Thousands of us are out there, celebrating a common and deep bond with one another and with the ducks. We started Oct. 7 in southern Michigan, this weekend for young hunters in Ohio, and for all the rest of us in Ohio on Saturday

At its heart, I think, is a deep pull to be connected to the mystery.

Consider the magic of wildfowl: They come from far beyond the northern horizon, often from wild empty places known to few men. They ride down the North Wind like they were born to it.

They circle overhead, dip and rise on the wind and air currents, wings cupped and wingtips fluttering, necks craned - looking, looking, looking.

They circle some more, wary, pondering. Maybe they sense something “not right.” Maybe they see, from their eagle's-eye view, something better. Maybe they just decide to feed or rest later.

So they fly on and disappear beyond the southern blue. And leave us mere mortals rooted in the muck.

They make me want to reach out and touch and be a part of their wonder, to know their secrets. They make me want to possess them, to consume them, to be consumed by them.

So ducks are a mystery to me. They live a secret life, an adventurous and even perilous one. And they are such gorgeous creatures, especially when decorated in their courting plumage.

Why, how, could I ever shoot a duck? What - what! - possesses me?

Deep down, it may be a childlike hope that if I capture it in death, and eat it, I somehow will share its wild, untamed spirit, somehow better feel the land, the water, the sky, attain a deeper connection with it all.

Yet at the same time there is the bittersweet taste from ending a wild life. Like I said, the answers aren't chiseled in stone.

So this partly is why waterfowlers carve and buy decorative decoys and art prints of marsh scenes and duck hunts.
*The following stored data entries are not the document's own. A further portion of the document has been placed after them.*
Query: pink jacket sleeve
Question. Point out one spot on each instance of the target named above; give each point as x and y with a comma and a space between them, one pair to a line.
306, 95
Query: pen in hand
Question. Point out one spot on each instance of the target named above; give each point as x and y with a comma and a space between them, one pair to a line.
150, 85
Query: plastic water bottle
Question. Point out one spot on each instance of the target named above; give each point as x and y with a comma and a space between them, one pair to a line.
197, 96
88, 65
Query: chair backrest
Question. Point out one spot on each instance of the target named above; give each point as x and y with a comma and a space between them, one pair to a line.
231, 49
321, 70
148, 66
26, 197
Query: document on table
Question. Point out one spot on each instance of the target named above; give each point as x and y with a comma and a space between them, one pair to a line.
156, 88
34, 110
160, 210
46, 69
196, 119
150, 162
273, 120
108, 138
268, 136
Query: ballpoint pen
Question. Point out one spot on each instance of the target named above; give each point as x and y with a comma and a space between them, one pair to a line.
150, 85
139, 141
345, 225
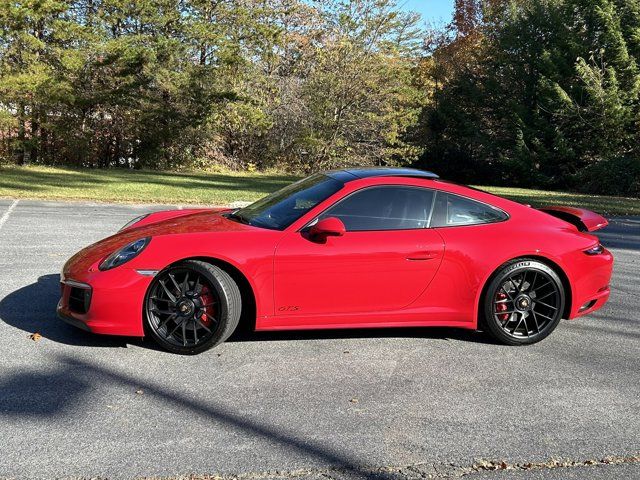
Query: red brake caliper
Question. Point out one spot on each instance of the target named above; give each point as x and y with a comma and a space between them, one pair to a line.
502, 307
207, 299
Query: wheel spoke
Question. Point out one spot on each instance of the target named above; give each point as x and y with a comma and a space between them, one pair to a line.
166, 320
175, 284
184, 333
167, 291
195, 331
517, 325
506, 292
533, 314
522, 282
199, 322
185, 284
526, 325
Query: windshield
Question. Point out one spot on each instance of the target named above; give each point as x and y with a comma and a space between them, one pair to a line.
280, 209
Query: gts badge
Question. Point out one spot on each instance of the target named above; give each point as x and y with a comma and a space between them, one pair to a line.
289, 308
This partly is why they pay to have taxidermy mounts made that pay homage to their kills.

If you don't believe that, hang around with some of them. Slog in the leg-pulling mud in their waders while setting decoys at an icy 4:30 a.m.
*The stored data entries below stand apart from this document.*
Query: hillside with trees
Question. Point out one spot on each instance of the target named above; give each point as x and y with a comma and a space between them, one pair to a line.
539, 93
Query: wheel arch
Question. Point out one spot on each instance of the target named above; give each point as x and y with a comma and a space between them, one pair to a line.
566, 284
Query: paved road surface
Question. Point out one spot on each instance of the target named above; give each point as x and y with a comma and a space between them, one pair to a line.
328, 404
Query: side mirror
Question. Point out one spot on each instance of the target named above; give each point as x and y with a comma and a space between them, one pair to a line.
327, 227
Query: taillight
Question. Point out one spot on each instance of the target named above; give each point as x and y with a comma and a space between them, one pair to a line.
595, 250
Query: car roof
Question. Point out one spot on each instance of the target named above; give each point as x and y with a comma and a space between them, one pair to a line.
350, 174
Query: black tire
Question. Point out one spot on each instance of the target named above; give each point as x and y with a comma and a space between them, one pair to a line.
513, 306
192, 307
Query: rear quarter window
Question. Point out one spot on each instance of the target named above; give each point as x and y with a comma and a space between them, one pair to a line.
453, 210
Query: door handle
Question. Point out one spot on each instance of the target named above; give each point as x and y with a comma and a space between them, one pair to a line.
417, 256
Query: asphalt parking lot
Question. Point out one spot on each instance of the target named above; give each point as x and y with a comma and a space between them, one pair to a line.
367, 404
Go to their rousing fund-raising dinners and watch them oooh and aaah - and spend big money - over waterfowl art and finely crafted decoys and shotguns and other trappings of the trade. Eat some marinated, grilled duck breast. It's passion speaking.
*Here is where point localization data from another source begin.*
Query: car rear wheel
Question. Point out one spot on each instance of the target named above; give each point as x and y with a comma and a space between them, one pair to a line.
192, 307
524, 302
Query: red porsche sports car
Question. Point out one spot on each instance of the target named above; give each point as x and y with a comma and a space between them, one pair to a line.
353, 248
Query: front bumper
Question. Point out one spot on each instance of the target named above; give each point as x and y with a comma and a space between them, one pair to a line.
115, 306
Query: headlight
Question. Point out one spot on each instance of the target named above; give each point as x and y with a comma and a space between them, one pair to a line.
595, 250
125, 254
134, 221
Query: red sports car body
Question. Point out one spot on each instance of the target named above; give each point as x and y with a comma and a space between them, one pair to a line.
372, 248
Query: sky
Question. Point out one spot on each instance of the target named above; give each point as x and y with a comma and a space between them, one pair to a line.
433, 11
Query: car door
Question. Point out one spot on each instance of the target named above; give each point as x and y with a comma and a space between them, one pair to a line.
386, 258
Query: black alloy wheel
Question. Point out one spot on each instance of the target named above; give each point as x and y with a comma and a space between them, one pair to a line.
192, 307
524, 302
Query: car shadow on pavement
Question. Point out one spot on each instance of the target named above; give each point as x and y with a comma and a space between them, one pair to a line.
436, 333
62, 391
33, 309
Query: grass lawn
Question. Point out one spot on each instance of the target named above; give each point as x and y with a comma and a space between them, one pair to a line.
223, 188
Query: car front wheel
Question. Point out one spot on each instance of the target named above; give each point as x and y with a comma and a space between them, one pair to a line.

For some folks it is enough to see ducks and geese through life's looking glass - be that windowpane or binoculars.

That is fine by me. It is noble and wonderful in its own way.

But for some of us it is not enough. In the end, we must have blood on our hands.

It is much like the way some folks are happy buying vegetables at the grocery, while others among us are not satisfied, way down deep, unless we get dirt under our fingernails by stewarding and nurturing and harvesting a crop from a garden.

Indeed, for nature, there is no right or wrong. Ducks die every year by the thousands, as they did before the first man killed his first duck.

Diseases, predators, accidents, storms. Old age rarely is a factor in nature.

For me there still is only wonder. If I ever stop wondering, I should stop duck hunting.